Klar ist: Einen radikalen Wandel wird es unter Jürgen Hamann nicht geben. Die Awo mit ihren gut 50 Mitarbeitern muss wie eh und je die Nischen finden, um bestehen zu können. Sie müsse flexibel bleiben, für den Fall, dass in einem Bereich mal wieder der Geldhahn zugedreht wird, erklärt Hamann, so wie das 2005 mit der sozialpädagogischen Familienhilfe passierte. „Wir wollen Anwalt der Schwächeren sein, sind aber abhängig von externen Geldgebern“. Und das bei wachsendem Konkurrenzdruck. Die Awo sei im Reigen der Sozialunternehmen einer von mehreren Anbietern, berichtet Jürgen Hamann. Beispiel internationaler Pflegedienst: Da tummeln sich mittlerweile viele private Anbieter, die der Awo mit ihren türkisch-sprachigen Fachkräften Konkurrenz machen. Weil auch noch überraschend viele Migranten im Alter in die Heimat zurückkehren, sei die Sparte defizitär, sagt Hamann. Deshalb werde er auf die Altenhilfe ein Auge werfen. „Der Pflegedienst muss sich stabilisieren.“

An den Aufgabenfeldern, die sich die Awo in den vergangenen Jahren erschlossen hat, werde er jedoch insgesamt nichts ändern, stellt der angehende Geschäftsführer klar. Das liegt schon daran, dass ihm ebenso wie seinem Vorgänger die Arbeit mit Migranten und deren soziale Eingliederung am Herzen liege. Im Kreisverband ist diese Strategie nicht immer ohne Widerspruch geblieben, wie Vorgänger Hansjörg Wohlrab einräumt. Bei Jürgen Hamann stößt sie auf offene Ohren. Auch wenn er Geschäftsteilleiter für die Kinder- und Jugendarbeit war, gab es kaum ein Aufgabenfeld in den „Interkulturellen Diensten“, in das er nicht eingebunden war.

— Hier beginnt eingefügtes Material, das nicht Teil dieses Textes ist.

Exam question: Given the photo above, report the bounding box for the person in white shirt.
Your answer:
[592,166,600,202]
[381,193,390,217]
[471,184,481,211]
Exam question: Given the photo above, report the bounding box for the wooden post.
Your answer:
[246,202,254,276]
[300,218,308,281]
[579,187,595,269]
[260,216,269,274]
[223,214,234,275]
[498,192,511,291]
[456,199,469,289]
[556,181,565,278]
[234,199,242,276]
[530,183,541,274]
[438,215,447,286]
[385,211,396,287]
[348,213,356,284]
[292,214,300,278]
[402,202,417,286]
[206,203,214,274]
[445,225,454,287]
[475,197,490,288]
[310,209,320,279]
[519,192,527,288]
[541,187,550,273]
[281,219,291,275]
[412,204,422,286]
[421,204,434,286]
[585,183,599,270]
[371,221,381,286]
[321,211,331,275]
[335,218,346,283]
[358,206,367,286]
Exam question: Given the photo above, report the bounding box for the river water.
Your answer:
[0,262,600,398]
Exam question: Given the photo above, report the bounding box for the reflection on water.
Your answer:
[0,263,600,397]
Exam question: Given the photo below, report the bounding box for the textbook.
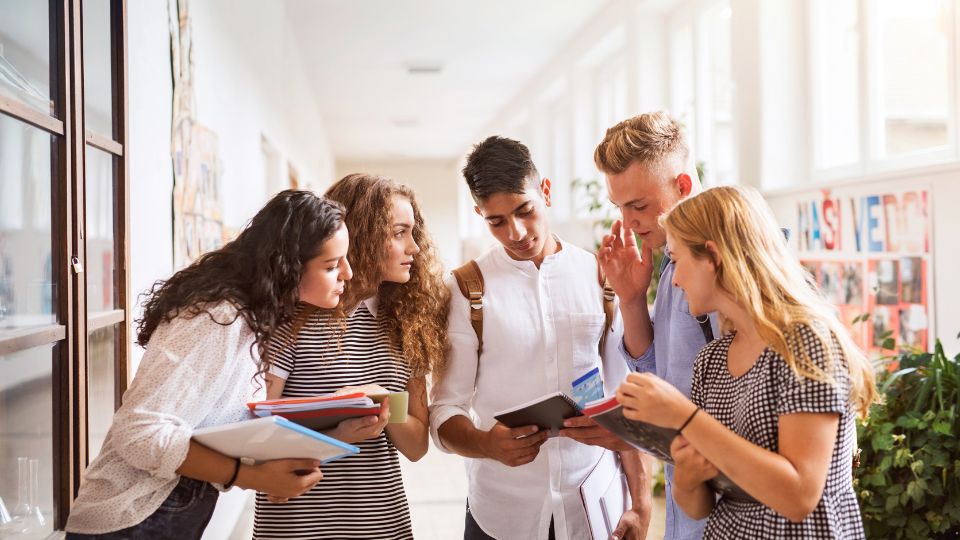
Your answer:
[247,391,408,431]
[583,396,757,502]
[193,416,360,463]
[493,392,580,436]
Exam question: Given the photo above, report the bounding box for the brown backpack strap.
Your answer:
[597,254,616,355]
[453,261,483,353]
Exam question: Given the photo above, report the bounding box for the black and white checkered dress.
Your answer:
[691,326,864,540]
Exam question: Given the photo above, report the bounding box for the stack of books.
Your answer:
[247,392,380,431]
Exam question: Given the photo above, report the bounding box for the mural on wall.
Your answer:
[167,0,224,268]
[796,188,935,354]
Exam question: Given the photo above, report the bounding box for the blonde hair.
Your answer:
[593,111,690,174]
[660,186,877,416]
[325,174,449,376]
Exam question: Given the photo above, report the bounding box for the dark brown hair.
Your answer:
[137,190,344,373]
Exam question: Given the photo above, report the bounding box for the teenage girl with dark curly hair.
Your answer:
[254,174,448,539]
[66,191,351,539]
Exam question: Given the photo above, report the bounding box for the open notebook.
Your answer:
[193,416,360,463]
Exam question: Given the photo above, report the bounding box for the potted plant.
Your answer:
[854,340,960,539]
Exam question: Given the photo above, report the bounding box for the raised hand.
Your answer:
[481,422,548,467]
[597,219,653,303]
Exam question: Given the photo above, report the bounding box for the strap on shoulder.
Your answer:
[290,302,320,343]
[453,260,484,352]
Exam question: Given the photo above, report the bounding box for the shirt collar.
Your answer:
[495,235,570,272]
[347,295,379,317]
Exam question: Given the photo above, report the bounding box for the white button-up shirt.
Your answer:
[430,241,627,540]
[66,302,264,534]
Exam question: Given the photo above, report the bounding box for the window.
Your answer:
[809,0,957,177]
[0,0,130,537]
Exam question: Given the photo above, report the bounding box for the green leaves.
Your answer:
[854,340,960,540]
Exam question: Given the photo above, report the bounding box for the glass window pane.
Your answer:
[871,0,951,156]
[86,146,117,314]
[811,0,860,169]
[83,0,114,138]
[87,325,118,461]
[0,0,53,114]
[0,344,55,538]
[0,115,56,335]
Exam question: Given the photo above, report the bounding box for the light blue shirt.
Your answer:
[620,255,720,540]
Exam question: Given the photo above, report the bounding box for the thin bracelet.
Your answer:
[223,458,240,489]
[677,407,700,433]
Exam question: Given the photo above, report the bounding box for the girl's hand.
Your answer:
[617,373,696,429]
[326,398,390,444]
[670,435,720,491]
[236,459,323,499]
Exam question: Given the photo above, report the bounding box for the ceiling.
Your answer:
[286,0,608,160]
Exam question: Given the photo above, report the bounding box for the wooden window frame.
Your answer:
[0,0,131,530]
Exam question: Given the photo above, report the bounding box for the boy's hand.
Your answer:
[326,398,390,444]
[597,219,653,303]
[481,422,548,467]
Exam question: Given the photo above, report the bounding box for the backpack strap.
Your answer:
[597,254,616,356]
[694,315,713,343]
[453,260,483,353]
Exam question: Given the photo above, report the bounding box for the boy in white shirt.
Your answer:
[430,137,650,540]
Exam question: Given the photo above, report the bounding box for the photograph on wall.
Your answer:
[840,262,864,306]
[795,188,934,356]
[868,306,899,350]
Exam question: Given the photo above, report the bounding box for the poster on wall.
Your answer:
[796,187,935,355]
[168,0,224,268]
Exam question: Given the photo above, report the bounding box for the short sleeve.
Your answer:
[776,325,850,415]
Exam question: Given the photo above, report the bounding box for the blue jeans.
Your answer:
[67,476,220,540]
[463,501,556,540]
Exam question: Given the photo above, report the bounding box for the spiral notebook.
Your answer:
[193,416,360,463]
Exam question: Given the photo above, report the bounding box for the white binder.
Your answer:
[193,416,360,463]
[580,450,633,540]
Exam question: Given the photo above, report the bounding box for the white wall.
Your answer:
[127,0,334,538]
[766,165,960,355]
[336,160,463,270]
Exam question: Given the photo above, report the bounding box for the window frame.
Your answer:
[0,0,131,530]
[804,0,960,184]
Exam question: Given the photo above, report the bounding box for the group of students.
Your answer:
[67,113,876,540]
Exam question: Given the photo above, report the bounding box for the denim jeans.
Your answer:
[67,476,220,540]
[463,501,556,540]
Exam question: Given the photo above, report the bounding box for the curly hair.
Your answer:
[136,190,344,380]
[325,174,449,376]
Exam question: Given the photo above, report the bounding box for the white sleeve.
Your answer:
[430,276,480,453]
[602,297,632,397]
[109,308,253,478]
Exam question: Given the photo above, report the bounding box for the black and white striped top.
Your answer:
[690,326,864,540]
[253,300,413,539]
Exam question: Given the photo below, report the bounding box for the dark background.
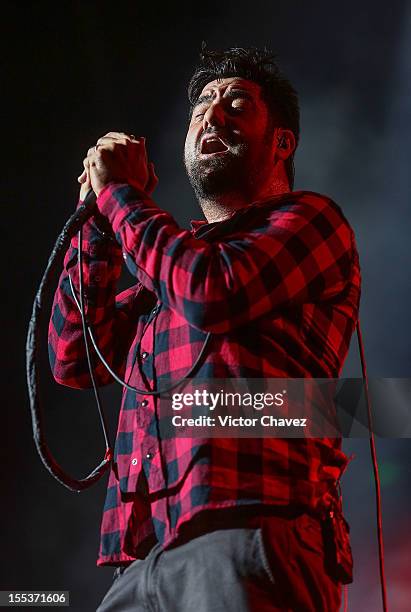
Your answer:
[0,0,411,612]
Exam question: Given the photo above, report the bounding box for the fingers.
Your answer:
[97,132,146,145]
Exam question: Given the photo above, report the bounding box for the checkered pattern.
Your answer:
[49,184,360,565]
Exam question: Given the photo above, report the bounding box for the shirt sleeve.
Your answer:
[97,183,353,333]
[48,203,147,389]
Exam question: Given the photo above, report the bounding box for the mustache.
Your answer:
[196,127,237,152]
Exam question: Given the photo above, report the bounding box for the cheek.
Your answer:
[184,130,196,158]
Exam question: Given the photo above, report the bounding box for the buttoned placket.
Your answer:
[130,304,162,488]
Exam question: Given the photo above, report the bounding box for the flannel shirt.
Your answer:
[49,183,360,565]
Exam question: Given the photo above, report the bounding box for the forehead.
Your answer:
[200,77,261,99]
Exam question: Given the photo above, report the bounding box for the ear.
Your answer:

Etwas mehr Gewicht werde er in die Arbeit auf Bezirksebene legen, kündigt Hamann an. Und auch das unter Wohlrab oft bis hin zum Eklat angespannte Verhältnis zwischen Awo und dem Landratsamt wünscht sich Hamann etwas „geglättet“ und fügt an. „Es ist ja schon ruhiger geworden.“

Berufsbetreuer für hilflose Menschen werde er in reduziertem Umfang weiterhin bleiben, denn diese Kärrnerarbeit in vorderster Linie liege ihm am Herzen, genauso wie alle Tätigkeitsfelder der Awo. „Es ist die Vielfältigkeit, die am meisten Spaß macht“, sagt Hamann. Bei der Awo mit ihren 28 Aufgabenfeldern wird es ihm an Vielfalt nicht fehlen.